And the basic concept of power series, as well as the power-series representations of many common functions, were already widely known in the latter decades of the seventeenth century. Like I said, I don't have a reference for you at the moment, but I have always heard that the terms odd and even derive from the power-series representations of functions, and it's difficult to imagine that no one before Euler had noted that the power series of some functions involve only odd or only even powers—although one may more readily imagine that someone noted it while neglecting to name it.
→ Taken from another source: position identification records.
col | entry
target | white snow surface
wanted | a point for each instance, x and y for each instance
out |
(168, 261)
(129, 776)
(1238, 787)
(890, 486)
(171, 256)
Anyway, Taylor series and the more basic concept of power series certainly were known to Euler when he wrote the paper you cited. Since the power series of polynomial functions are the polynomials themselves, you're right that Euler would not have had power series in mind in the context of this paper. (But, no, Euler would not have been thinking in terms of smoothness—mathematicians up until the analytic enlightenment of nineteenth century played fairly fast and loose with derivatives. The point you made about ratios of functions is off-base, I think: the paper is about reciprocal solutions to polynominal equations.)
The question is simply whether your citation is evidence that Euler first coined the terms for the concept in the context of this paper (i.e., at that time and referring specifically to polynomials), or whether the concept and terminology already existed. If not, when was it generalized to refer to functions other than polynomials of finite order? I don't know. Perhaps nobody bothered to give the concept a name until Euler in 1727, and perhaps nobody even considered the concept with regard to a more general class of functions until even later. (I have a source book around here somewhere that might say something about the matter. ...)
In any event, if you asked a sample of mathematicians today why functions are called odd or even, I'd bet that many of them would point to power-series representations. That's what I meant to point out in my earlier comment.